Sunday, October 2, 2011

Post # 81 - Can Prepaid Services Foster Smart Grid Acceptance by Low Income Consumers?

Unlike most transactions, public utility services are usually paid for only after consumption, measurement, and billing. While prepaid meters long have been available in the United States, they are seen in just a handful of jurisdictions. But as smart meters are deployed across the country, prepayment has been added to the growing list of potential smart meter applications. But, according to the Distributed Energy Financial Group (DEFG), a management consulting firm in the energy sector, that doesn’t necessarily make it an idea whose time has come.

A new DEFG white paper “Low Income Consumer Issues and Voluntary Prepaid Energy Offerings: Perspectives from Three Industry Thought Leaders.”, identifies a number of "core questions":

Is providing a prepayment “option” to payment‐challenged customers contrary to the spirit (and perhaps the letter) of laws prohibiting discrimination in provision of utility services? Do potential negative consequences for some customers appear to outweigh the benefits of prepayment programs? Most consumer advocates answer “yes” to these questions and believe that the introduction of prepayment programs would create more problems than it solves.

At the same time, DEFG states that extensive research in 2010 and 2011 reveals that prepaid energy could be transformational as it is the first customer-facing application of the smart grid. DEFG launched the 2011 Utility Prepay Working Group to further explore leading regulatory and consumer opportunities and challenges presented by prepaid energy. Regulatory issues include disconnect and reconnect policies, weather moratoriums, forms of account notification, cost and benefit allocation, fees and rates.

The white paper addresses two key questions. First, how can a balance be struck between allowing consumers to exercise their preferences and ensuring that adequate consumer protections are in place? Second, how can regulatory rules and practices, including for low income consumers, be revised or updated to allow for innovation and new offerings such as prepaid energy or other new services enabled by smart grid yet maintain the intent of the original regulatory rationale?

The study authors assert that while these issues need to be addressed to implement a prepaid offering for all customers, they present greater concerns when dealing with low-income customers. Consumer advocates argue that prepaid energy invites low-income customers to make tough choices, potentially opting to disconnect electric service to keep money available for other necessities such as food, clothes and gasoline. Yet, existing prepaid customers provide positive feedback, primarily the convenience, flexibility and control that goes with paying any amount at any time. Consumers find that prepayment allows them to budget in a manner most compatible with their lifestyle and income (e.g., make payments weekly or every other week). The authors recognize that there is a tension between the possibilities enabled by new technologies and consumer protections.

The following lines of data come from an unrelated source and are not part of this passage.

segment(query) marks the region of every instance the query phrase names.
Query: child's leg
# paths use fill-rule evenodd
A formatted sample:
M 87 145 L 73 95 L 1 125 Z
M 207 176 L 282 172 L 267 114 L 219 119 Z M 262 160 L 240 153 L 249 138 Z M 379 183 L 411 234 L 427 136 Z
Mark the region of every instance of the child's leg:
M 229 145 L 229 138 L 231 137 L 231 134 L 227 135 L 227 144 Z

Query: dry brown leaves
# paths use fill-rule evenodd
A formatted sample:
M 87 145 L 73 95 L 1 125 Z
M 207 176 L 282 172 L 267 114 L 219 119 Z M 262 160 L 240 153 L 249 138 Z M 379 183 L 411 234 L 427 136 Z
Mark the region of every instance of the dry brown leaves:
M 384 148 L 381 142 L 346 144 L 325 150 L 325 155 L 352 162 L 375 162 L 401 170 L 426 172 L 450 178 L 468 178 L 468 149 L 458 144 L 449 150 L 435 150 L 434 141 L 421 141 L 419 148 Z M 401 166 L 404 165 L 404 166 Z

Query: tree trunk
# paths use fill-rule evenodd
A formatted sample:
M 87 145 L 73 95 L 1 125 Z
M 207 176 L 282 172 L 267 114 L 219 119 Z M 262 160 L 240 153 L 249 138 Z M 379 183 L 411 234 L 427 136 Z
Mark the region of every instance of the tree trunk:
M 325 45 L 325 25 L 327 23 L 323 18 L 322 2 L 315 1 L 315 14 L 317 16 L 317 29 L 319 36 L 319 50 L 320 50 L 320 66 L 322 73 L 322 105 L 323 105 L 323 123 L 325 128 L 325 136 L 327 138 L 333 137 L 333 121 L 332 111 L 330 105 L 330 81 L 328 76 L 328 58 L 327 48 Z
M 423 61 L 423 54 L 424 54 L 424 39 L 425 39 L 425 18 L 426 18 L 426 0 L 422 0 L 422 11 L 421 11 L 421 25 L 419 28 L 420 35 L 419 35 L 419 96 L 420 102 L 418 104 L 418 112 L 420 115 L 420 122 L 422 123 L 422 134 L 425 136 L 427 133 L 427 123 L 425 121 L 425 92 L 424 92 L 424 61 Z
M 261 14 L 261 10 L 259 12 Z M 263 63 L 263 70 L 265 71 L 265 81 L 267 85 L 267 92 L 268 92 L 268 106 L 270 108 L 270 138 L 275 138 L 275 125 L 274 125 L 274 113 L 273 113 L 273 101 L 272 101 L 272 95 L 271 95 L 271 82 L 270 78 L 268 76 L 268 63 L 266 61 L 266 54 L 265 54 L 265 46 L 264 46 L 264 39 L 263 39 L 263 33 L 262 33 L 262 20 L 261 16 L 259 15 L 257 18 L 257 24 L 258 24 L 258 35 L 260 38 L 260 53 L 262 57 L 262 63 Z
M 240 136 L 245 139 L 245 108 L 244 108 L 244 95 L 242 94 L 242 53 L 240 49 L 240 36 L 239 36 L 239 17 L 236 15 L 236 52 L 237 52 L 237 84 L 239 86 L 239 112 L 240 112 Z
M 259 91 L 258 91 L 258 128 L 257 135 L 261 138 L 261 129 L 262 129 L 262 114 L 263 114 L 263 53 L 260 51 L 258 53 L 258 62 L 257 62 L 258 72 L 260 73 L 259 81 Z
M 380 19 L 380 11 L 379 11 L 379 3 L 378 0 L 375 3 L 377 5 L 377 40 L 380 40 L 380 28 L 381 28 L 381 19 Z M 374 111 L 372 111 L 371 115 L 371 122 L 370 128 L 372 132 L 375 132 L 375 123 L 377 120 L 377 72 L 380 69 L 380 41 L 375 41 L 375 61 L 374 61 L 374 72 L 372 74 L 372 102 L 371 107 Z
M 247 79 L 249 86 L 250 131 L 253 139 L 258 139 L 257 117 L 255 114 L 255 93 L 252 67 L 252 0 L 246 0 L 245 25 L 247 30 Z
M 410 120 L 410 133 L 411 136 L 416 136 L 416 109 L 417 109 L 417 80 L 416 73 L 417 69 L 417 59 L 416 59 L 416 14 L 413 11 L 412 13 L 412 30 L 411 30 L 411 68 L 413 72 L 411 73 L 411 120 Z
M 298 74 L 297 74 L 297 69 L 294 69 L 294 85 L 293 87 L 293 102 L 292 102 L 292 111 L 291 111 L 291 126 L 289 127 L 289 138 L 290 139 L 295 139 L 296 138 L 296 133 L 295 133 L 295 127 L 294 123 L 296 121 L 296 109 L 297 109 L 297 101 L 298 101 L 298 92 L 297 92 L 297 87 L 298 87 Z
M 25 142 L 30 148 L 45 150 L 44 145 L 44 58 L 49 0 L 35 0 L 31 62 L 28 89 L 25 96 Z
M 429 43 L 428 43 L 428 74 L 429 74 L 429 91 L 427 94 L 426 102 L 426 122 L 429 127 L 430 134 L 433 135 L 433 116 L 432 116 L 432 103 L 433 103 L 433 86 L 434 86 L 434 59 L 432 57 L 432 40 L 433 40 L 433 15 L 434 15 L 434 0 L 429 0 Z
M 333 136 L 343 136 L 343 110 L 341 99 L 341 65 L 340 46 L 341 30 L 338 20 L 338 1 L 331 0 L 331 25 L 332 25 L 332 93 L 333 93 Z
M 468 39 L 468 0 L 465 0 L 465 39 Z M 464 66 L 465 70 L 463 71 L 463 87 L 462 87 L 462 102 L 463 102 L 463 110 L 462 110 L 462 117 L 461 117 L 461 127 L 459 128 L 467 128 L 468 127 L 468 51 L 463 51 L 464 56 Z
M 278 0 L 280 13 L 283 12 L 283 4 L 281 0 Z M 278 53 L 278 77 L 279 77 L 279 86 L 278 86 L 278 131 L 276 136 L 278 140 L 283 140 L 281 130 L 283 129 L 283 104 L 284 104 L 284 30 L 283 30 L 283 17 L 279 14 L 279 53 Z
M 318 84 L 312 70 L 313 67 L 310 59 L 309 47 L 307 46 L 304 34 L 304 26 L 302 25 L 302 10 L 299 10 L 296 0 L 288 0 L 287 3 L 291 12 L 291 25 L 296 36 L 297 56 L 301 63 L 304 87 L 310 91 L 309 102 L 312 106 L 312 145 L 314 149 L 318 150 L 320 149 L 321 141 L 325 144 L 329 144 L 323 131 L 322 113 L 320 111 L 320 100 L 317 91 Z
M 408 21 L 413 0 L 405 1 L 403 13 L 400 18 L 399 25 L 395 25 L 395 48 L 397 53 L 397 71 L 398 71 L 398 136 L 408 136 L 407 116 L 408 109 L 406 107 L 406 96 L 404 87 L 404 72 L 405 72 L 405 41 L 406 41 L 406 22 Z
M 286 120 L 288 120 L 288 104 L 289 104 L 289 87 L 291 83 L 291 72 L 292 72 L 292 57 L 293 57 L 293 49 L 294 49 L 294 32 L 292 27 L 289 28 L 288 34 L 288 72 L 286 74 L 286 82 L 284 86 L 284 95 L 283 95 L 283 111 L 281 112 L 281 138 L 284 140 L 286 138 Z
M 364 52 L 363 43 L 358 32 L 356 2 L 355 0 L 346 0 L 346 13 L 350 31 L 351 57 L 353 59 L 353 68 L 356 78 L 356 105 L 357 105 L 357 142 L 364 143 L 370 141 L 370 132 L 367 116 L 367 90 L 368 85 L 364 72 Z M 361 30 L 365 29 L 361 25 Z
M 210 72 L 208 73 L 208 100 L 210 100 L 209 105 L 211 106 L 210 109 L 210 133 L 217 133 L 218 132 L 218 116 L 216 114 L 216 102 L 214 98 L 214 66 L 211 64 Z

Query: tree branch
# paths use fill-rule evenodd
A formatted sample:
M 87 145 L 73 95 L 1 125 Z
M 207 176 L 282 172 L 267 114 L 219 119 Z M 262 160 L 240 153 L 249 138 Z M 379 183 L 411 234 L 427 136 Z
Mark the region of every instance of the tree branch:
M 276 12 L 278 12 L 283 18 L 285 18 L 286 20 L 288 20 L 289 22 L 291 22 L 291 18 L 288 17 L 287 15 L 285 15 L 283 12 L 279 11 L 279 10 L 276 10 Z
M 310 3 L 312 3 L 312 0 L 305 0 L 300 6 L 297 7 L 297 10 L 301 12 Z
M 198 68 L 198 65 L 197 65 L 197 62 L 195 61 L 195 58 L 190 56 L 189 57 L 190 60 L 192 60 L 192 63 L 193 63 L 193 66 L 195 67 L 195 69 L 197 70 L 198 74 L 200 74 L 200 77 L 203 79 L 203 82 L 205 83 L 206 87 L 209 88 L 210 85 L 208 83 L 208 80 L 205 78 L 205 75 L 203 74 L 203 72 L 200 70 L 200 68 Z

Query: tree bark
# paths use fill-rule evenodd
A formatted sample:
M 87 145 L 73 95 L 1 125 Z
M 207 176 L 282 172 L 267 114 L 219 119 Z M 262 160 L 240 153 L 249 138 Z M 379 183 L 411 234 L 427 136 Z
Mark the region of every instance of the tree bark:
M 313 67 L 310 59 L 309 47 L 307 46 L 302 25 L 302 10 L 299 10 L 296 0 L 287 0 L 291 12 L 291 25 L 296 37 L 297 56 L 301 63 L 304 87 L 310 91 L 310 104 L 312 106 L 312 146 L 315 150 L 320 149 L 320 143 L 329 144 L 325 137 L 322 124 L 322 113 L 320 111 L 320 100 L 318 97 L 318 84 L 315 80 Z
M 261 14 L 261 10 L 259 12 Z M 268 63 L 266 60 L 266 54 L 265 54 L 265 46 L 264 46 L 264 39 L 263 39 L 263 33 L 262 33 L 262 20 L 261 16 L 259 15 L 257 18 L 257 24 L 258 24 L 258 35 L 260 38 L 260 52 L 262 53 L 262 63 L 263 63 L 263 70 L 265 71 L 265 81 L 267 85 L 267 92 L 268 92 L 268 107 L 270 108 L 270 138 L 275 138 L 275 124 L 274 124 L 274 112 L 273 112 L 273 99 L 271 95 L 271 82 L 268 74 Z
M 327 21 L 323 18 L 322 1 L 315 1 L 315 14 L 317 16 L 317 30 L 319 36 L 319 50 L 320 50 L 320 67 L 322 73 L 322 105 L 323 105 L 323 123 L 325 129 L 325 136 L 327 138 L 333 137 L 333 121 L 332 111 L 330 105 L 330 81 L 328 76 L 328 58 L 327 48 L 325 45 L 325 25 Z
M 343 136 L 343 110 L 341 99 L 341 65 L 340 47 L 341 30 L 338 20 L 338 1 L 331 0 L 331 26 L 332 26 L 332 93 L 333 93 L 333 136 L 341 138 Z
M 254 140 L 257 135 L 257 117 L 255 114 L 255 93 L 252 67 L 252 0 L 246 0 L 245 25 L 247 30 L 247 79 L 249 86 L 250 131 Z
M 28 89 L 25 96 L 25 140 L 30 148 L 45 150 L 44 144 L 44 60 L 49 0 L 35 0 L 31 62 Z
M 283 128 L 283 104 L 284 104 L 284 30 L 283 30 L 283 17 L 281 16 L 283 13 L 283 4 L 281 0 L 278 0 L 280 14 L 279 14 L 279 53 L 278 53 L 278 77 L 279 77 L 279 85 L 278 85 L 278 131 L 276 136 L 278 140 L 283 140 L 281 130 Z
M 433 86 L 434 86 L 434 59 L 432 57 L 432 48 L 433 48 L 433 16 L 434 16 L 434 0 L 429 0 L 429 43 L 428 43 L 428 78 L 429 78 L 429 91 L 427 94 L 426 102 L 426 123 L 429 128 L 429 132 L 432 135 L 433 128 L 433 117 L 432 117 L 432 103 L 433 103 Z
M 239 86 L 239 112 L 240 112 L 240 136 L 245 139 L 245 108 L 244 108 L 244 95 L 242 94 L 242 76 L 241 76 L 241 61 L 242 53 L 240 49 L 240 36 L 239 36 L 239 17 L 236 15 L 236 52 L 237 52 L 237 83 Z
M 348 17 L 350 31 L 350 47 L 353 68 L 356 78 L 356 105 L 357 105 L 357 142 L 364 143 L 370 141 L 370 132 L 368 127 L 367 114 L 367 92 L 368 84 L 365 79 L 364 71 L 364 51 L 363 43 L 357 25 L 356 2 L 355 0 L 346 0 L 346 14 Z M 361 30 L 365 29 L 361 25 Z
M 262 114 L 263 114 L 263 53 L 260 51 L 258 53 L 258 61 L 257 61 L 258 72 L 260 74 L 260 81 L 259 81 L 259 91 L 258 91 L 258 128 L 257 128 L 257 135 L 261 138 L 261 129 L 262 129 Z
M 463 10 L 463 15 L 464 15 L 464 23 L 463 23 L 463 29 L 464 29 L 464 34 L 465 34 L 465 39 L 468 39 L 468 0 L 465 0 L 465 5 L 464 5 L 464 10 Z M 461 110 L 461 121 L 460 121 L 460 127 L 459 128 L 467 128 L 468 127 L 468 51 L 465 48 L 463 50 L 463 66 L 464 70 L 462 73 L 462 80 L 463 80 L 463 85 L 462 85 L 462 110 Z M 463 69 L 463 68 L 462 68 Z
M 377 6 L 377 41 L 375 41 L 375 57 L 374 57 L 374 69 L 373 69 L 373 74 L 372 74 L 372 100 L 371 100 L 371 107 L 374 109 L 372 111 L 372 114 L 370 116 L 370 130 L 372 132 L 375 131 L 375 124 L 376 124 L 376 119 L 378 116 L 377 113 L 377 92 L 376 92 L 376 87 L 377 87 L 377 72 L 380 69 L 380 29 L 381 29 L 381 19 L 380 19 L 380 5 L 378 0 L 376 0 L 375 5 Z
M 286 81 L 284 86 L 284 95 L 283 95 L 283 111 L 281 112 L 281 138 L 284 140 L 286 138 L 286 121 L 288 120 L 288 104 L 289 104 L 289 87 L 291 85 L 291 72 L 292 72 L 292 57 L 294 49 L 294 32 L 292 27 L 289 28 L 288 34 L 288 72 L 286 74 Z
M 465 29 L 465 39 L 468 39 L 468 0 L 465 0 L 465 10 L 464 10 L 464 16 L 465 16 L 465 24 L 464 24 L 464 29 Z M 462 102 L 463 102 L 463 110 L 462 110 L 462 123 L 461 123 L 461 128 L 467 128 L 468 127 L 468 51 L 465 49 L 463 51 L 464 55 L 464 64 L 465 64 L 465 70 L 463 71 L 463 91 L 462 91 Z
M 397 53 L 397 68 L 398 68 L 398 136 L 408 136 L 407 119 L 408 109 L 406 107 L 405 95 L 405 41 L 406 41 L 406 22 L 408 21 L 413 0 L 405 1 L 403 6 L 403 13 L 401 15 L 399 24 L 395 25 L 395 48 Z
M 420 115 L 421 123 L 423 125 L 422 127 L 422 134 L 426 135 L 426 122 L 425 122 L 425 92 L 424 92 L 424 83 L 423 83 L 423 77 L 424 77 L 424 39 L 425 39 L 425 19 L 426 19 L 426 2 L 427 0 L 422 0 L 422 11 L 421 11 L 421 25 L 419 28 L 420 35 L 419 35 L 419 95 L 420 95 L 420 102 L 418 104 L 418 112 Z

The DFEG paper finds certain “broad areas of consensus,” including:

• Prepay offerings should be voluntary and not directed specifically to low income customers but offered to all customers served by utilities.

• Consumer protections do and will exist for a prepaid service offering as they have been in place for post-paid consumers for decades.

• Prepaid service touches the body of bill pay and consumer protection rules and highlights the need to update the regulatory rulebook.

• There is a need to analyze regulatory principles as distinct and separate from the rules and practices that implement those principles, for example, limiting the form of communication for disconnect notifications to letters and/ or a knock on the door may not only be impractical but counterproductive when considering consumer credit issues.


The paper concludes that "a lack of trust among stakeholders has been palpable during the course of DEFG’s research and conference calls around the potential of utility prepaid offerings." While some stakeholders consider prepaid service a positive innovation for consumers, others view it as potentially predatory or discriminatory against low‐income consumers. A particular consumer concern, in this regard, is the possibility using smart meters to facilitate automatic service shut-offs. The paper finds that stakeholders, including utilities, recognize the importance of ensuring that low‐income consumers pay fair rates for electricity and are supported safely during dangerous weather periods. "[T]he biggest barrier to policy solutions. . .[is] trust among [utilities] and consumers."